Para ela, o cerceamento das liberdades civis dos cidadãos por
parte das autoridades americanas
para facilitar as investigações e
evitar novos atos terroristas é grave, mas não tão importante quanto a tentativa oficial de calar movimentos que criticam a conduta do
governo dos EUA e sua "obsessão
com o mercado livre", encarnada
pelo fenômeno da globalização.
"A questão mais dramática diz
respeito à utilização política de
um momento tão trágico. Por
exemplo, qualquer pessoa que, no
passado, se tenha mostrado contrária à doutrina americana ou tenha salientado os limites do mercado livre tem sido alvo de ataques exclusivamente políticos",
disse Klein à Folha.
"Com isso, as autoridades buscam impedir qualquer discussão
crítica sobre a política externa dos
EUA ou sobre a supremacia do
capitalismo neoliberal. Elas querem que paremos de pensar. A
idéia de que um "outro mundo é
possível" está ameaçada. Corremos o risco de assistir à volta da
hegemonia americana, pois a sociedade civil crítica terá dificuldade em enfrentá-la, como vinha
acontecendo recentemente."
"O governo está usando o horror da situação atual para tentar
calar seus detratores. Isso é um
ataque ainda mais grave às liberdades civis do que a possibilidade
de que a CIA [agência de inteligência dos EUA] esteja monitorando minhas conversas telefônicas", declarou Klein.
"Estragos colaterais"
Segundo ela, os políticos americanos em geral, republicanos ou
democratas, também têm utilizado o momento para convencer a
população civil a entrar numa nova guerra. Ela diz temer que essa
atitude leve a um ataque cego, "a
uma caça às bruxas".
"Isso abriria caminho para mais
estragos colaterais como os que,
na verdade, colocaram os EUA na
situação atual. Afinal, [o milionário terrorista saudita] Osama bin
Laden nada mais é do que um estrago colateral provocado pela
Guerra do Afeganistão [1979-1989, entre a URSS e o Afeganistão]", indicou Klein.

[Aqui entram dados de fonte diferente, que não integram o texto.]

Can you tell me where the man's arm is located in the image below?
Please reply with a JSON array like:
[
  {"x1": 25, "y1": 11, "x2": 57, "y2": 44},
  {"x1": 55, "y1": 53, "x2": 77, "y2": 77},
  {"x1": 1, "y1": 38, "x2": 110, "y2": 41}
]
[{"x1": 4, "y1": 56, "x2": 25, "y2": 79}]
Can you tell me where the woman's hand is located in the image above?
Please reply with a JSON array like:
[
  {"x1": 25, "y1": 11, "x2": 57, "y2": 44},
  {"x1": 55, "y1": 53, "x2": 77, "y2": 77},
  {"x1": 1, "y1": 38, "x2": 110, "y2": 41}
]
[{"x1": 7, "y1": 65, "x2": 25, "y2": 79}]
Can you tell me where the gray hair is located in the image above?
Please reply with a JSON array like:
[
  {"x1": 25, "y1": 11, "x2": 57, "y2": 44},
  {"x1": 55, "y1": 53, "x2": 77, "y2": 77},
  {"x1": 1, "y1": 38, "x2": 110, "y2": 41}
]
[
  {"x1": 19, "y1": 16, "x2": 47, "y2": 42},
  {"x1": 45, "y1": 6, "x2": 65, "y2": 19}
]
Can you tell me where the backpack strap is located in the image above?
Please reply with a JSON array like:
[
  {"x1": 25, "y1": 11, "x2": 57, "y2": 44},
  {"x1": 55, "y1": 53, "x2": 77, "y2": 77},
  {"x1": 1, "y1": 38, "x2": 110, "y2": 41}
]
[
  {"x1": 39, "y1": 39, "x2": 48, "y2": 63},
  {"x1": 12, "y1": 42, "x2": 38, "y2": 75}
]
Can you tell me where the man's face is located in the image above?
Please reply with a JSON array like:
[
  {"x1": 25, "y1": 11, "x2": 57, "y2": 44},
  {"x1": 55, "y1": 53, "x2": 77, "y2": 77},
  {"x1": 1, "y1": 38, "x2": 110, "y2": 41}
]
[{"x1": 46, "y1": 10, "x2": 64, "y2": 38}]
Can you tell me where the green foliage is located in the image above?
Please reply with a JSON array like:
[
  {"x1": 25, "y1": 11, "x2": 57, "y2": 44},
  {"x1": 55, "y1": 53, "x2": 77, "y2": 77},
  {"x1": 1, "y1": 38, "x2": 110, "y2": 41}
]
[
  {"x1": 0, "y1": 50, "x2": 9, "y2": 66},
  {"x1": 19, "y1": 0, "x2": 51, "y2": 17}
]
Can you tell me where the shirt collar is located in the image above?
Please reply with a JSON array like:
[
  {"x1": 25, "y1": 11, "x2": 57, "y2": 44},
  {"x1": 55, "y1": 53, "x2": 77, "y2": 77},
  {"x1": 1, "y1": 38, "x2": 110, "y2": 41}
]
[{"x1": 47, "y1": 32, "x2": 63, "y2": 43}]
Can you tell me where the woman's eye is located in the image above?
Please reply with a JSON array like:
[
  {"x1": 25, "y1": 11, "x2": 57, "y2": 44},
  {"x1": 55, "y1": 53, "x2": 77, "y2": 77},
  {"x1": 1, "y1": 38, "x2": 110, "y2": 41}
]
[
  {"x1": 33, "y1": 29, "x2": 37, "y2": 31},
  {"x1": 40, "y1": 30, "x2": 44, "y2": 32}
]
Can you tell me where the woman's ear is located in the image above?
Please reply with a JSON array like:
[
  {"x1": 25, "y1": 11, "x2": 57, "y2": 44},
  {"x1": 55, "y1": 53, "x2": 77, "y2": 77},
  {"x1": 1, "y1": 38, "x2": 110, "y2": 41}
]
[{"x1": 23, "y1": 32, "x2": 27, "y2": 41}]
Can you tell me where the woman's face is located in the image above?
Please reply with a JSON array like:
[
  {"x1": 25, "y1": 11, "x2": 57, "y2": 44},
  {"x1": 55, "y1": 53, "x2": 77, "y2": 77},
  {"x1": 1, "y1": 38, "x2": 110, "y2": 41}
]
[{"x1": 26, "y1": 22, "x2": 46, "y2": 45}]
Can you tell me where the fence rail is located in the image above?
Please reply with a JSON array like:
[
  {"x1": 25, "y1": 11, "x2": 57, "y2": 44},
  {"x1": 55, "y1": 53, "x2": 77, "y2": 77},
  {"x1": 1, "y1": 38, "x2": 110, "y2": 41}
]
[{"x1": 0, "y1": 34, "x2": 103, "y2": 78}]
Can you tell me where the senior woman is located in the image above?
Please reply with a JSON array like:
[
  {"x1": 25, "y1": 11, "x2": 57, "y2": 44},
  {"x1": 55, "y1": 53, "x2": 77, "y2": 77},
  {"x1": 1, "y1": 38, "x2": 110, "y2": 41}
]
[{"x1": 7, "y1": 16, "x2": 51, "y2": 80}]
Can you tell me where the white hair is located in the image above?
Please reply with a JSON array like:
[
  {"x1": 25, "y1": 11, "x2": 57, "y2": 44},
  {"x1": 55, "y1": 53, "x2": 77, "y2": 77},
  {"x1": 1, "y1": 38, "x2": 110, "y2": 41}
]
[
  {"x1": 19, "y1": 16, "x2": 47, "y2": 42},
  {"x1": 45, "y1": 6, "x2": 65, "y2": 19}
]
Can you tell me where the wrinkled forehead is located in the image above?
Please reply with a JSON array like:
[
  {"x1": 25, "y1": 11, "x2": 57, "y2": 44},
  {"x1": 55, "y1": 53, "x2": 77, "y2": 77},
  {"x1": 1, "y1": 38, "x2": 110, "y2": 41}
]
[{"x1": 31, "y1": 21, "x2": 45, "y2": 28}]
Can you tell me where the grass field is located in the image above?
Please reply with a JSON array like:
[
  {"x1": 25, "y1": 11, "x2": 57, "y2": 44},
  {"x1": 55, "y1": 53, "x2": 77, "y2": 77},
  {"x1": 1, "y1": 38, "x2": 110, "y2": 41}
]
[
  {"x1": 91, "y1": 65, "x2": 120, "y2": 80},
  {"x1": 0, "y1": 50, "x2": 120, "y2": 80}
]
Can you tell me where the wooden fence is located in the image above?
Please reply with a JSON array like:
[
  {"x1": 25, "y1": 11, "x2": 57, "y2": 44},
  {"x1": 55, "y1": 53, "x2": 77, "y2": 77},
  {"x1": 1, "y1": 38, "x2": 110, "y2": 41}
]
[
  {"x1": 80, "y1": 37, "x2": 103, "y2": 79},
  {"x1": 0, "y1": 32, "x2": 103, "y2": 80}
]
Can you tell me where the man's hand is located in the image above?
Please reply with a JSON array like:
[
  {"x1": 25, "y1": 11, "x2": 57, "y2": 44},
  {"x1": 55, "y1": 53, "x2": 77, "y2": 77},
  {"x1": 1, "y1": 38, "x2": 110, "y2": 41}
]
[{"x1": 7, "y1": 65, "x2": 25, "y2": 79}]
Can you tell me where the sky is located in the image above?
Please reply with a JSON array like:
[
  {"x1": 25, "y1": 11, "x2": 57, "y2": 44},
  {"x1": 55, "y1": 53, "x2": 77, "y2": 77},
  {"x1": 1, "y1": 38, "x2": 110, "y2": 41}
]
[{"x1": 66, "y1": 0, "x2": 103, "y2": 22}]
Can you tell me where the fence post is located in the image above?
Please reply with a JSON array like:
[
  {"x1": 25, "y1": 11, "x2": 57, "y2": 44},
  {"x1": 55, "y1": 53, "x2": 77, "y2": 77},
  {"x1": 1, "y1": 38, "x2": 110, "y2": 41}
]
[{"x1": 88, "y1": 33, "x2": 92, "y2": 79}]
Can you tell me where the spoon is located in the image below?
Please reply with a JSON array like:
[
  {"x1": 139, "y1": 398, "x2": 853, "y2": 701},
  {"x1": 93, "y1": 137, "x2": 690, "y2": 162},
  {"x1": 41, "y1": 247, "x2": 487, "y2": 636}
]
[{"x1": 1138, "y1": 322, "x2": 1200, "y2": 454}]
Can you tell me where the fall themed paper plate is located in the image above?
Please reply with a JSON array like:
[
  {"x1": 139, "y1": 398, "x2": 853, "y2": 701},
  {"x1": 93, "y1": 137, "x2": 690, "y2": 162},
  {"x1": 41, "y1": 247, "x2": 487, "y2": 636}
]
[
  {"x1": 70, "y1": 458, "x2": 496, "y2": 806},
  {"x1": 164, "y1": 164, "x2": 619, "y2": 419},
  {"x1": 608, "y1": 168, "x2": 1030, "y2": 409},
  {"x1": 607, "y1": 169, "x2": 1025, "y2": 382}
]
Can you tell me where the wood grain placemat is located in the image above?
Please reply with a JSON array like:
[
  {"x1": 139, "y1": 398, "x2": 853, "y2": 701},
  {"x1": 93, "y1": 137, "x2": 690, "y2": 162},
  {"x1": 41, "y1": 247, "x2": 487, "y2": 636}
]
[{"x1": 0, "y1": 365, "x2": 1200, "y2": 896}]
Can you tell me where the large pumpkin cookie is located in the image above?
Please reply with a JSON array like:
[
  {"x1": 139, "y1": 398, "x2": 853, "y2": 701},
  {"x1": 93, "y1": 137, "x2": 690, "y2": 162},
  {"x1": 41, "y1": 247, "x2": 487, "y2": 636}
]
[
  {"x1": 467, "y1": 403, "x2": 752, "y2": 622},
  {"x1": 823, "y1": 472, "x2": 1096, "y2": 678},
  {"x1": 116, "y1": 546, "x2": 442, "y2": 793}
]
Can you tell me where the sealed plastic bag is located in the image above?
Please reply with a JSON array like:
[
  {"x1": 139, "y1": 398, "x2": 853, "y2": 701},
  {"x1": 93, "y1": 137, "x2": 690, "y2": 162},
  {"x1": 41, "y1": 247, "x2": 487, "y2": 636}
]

"O termo "estrago colateral" é
terrível, pois, além da morte de civis inocentes, engloba qualquer
outra consequência não-intencional de uma campanha militar.
Ora, Bin Laden só é tão poderoso
hoje por causa do apoio e do financiamento que Washington lhe
ofereceu durante a Guerra do Afeganistão, já que ele lutava contra a
URSS", acrescentou.
Para ela, os EUA "geraram esse
monstro e criarão outros se atacarem indiscriminadamente o Afeganistão em busca de vingança".
"Ademais, seu ódio foi alimentado por outros estragos colaterais,
como os ocorridos durante a
Guerra do Golfo [1991]."
"As sanções contra o Iraque e os
bombardeios americanos que
ainda são realizados no sul do país
também se inserem nessa lógica.
A idéia de que Washington pode
causar novos estragos colaterais é
aterradora. Afinal, [o iraquiano]
Saddam Hussein, que lutava contra o Irã, e [o iugoslavo] Slobodan
Milosevic foram casos típicos de
estragos colaterais que se voltaram contra os EUA", disse Klein.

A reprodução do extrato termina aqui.